Phase transitions are commonly held to occur only in the thermodynamical limit of a large number of system components. Here, we exemplify at the hand of the exactly solvable Jaynes-Cummings (JC) model and its generalization to finite JC lattices that finite component systems of coupled spins and bosons may exhibit quantum phase transitions (QPTs). For the JC model we find a continuous symmetry-breaking QPT, a photonic condensate with a macroscopic occupation as the ground state, and a Goldstone mode as a low-energy excitation. For the two site JC lattice we show analytically that it undergoes a Mott-insulator to superfluid QPT. We identify as the underlying principle of the emergence of finite system QPTs the combination of increasing atomic energy and increasing interaction strength between the atom and the bosonic mode, which allows for the exploration of an increasingly large portion of the infinite dimensional Hilbert space of the bosonic mode.
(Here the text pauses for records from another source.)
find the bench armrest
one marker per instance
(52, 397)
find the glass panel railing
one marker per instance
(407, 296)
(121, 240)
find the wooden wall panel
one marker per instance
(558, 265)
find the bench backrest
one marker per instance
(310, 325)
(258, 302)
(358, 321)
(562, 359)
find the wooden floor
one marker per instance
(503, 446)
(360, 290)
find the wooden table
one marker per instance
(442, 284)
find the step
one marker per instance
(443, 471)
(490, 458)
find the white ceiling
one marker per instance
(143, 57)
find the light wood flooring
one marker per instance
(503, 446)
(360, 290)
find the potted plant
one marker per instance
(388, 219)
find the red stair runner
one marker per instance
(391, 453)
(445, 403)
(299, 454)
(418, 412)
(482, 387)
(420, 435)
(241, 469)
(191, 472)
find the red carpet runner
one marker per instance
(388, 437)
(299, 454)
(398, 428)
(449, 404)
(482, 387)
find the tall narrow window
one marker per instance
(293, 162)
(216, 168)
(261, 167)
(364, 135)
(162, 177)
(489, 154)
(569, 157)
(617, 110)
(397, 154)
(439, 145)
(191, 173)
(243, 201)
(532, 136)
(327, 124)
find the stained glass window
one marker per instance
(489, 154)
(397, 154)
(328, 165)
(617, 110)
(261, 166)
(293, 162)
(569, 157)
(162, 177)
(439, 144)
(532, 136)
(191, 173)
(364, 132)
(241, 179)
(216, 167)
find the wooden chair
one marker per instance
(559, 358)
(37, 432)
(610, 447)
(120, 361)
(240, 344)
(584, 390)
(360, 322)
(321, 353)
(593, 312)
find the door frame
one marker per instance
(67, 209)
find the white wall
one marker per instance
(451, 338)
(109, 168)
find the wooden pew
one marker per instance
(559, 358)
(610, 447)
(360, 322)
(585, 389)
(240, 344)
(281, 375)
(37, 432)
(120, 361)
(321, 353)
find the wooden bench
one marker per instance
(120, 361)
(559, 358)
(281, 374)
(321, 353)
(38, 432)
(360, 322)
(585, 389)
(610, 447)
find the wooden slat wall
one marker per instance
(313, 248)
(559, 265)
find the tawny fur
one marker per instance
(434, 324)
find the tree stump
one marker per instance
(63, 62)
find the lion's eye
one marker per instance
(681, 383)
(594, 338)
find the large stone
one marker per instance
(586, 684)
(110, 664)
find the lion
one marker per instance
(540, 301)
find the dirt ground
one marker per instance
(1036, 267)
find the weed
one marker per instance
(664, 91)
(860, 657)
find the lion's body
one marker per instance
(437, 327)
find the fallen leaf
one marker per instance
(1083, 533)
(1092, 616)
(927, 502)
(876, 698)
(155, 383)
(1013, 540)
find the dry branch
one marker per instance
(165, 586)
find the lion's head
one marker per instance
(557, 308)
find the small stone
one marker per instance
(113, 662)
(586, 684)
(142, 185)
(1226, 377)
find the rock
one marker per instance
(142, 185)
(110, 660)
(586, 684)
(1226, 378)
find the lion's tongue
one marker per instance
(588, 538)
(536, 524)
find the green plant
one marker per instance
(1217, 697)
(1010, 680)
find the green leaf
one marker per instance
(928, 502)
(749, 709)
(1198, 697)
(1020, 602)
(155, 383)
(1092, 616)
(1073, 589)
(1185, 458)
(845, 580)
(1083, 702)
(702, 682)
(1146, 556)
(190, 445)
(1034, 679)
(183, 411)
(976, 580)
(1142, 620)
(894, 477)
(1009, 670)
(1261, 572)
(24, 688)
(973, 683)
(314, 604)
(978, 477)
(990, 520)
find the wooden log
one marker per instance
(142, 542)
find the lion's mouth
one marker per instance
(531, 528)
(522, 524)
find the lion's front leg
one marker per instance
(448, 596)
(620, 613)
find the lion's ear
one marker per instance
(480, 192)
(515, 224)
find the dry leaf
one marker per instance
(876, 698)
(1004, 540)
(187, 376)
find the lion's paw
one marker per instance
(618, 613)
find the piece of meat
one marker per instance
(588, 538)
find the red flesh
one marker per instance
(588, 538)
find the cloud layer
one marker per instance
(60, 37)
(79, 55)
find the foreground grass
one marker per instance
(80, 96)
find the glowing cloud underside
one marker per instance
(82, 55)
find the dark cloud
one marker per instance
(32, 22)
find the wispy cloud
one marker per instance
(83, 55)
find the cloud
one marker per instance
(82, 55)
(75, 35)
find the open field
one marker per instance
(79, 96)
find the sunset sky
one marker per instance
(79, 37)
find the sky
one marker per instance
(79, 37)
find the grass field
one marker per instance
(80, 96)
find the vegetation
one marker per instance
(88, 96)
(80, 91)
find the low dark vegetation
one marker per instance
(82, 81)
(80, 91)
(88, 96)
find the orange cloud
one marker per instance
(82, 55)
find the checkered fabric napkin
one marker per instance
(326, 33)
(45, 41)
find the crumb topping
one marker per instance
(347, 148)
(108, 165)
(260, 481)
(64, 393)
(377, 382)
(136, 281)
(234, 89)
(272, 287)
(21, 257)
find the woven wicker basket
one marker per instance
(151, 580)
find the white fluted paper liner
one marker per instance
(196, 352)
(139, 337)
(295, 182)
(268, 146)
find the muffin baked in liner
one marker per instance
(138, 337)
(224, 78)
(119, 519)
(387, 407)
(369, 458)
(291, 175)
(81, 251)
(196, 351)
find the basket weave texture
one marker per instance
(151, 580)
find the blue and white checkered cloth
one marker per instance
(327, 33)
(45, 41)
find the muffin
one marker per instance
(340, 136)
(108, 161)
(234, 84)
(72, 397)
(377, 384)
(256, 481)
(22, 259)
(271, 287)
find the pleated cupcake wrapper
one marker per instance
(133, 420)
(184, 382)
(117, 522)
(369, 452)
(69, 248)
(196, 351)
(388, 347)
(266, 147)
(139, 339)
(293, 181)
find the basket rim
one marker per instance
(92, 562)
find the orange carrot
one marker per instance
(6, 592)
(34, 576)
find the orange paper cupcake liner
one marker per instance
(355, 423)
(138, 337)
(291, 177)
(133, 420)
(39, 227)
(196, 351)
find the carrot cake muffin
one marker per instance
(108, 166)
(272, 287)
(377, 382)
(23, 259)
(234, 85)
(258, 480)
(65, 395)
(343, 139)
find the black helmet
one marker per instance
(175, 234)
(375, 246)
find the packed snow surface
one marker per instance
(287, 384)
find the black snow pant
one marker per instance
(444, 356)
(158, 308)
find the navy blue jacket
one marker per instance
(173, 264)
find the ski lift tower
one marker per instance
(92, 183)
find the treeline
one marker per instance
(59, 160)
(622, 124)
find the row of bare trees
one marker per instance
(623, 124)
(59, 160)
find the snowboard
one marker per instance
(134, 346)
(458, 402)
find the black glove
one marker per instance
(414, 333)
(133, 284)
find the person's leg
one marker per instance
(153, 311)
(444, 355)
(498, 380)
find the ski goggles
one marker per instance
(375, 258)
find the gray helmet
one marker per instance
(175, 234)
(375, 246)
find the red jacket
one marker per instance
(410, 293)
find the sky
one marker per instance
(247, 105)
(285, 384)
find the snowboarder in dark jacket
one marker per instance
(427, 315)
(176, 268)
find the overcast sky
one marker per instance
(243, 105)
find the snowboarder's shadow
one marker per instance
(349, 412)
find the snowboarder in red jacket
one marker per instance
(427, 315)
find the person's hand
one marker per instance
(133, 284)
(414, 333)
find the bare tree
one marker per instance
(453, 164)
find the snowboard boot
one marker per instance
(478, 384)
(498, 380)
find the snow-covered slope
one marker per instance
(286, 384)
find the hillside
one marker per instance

This suggests that finite system phase transitions will be present in a broad range of physical systems.

Figure 1

Analytic solution of the JC model. (a) Level crossings for the ground state for a frequency ratio $\eta =10$. (b) An effective potential $V_{\mathrm{eff}}^{\eta ,g}$ for $g=0.8$ (dashed) and $g=1.2$ (solid) for different values of $\eta =10$ and 100. (c) The total number of excitation of the ground state. As $\eta$ increases, the change near $g=1$ becomes progressively sharper, which is well described by $n_{\mathrm{sp}}(g)=\eta (g^2-g^{-2})/4$ (solid).

Figure 2

QPT of the JC model. The excitation energy $\epsilon (g)$ (left, blue solid) and the ground state coherence $⟨a⟩/\eta$ of the cavity field (right, red dashed) in the $\eta \to \infty$ limit. For $g>1$, the $U(1)$ symmetry of the JC model is broken, leading to a Goldstone mode and a nonzero coherence.

Figure 3

JC lattice model. (a) Phase diagram in the $(g,J)$ plane. (b) Excitation energy of the antisymmetric ($b_1$) and symmetric ($b_2$) normal mode as a function of $g$ for $J/{\omega }_0=0.1$. At the critical point, where the $b_1$ mode becomes the Goldstone mode, the first derivative of the excitation energy of the $b_2$ mode becomes discontinuous.